Xorg Error: Failed to initialize DMA and PCIe Error in slot for RTX 5000 GPU

During several mouths of program development, we totally met a PCIe issue for 7 times on 7 different consoles. Six of them happened on slot for RTX 5000 GPU and only one happened on slot for Dip card (GE device which is used to acquire data from Xray detector) after software crash/shutdown when doing scanning (GPU is working for recon). Till now we have not find a way to reproduce this error.

We successfully collected some logs in last 3 times on the system where the error happened (Slot 4: RTX 5000), and found below error message in Xorg.0.log.old (not Xorg.0.log)

(EE) NVIDIA(GPU-1): Failed to initialize DMA.
(EE) NVIDIA(1): Failed to allocate push buffer

In the starting before the error message is showed, an abnormal reboot happened and no below message is showed in /var/log/messages before reboot.

2019-08-27T07:51:22.243428+08:00 ct25 gdm-autologin]: pam_unix(gdm-autologin:session): session opened for user ctuser by (uid=0)

Below attachments are uploaded:

  1. The screenshot when the error was showed
  2. ct99-issue-…NVIDIA bug report from console where the issue happened
  3. ct25-normal-…NVIDIA bug report from console where no such happened

Below is the situation in this 7 happening:

  1. System crashed after an axial scan then this issue (Error on Slot for Dip card)
  2. During App installation, this error happened after OS installation (app not installed yet)
  3. During App installation, this error happened after app installation (app installed, but not rebooting)
  4. (Update details after checking with colleague )
  5. Configuring on CT software then reboot system as system required. During OS shutdown, screen became black(nothing showed) and freeze until tester power off forcefully.
  6. Forcefully powered off system for two times
  7. Issue happened during executing reboot HAST. This HAST was executing to reproduce issue

PCIE-error.jpg
ct25-normal-nvidia-bug-report.log.gz (2.01 MB)
ct99-issue-nvidia-bug-report.log.gz (2.01 MB)

PCIE-error.jpg

That rather looks like a HW problem and since it also happened with a different pcie card this might be the mainboard failing.
Please try reseating the card, maybe even changing slots if possible.
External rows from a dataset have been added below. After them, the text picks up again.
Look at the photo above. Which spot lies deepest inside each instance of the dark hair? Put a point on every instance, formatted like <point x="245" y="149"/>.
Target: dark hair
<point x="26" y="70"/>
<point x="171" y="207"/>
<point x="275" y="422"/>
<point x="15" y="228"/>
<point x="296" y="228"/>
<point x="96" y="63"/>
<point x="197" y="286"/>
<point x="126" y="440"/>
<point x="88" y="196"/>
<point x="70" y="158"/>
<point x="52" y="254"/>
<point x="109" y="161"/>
Thanks for your suggestion. This issue already happened in different system. However it cannot be reproduced currently so it is very hard to investigate. We are trying to reproduce it by reboot system again and again and it was already reproduced twice on same system in this testing.

For our produce each slot is assigned for different devices, so we cannot change slots to resolve it. We need to figure out the root cause and fix it.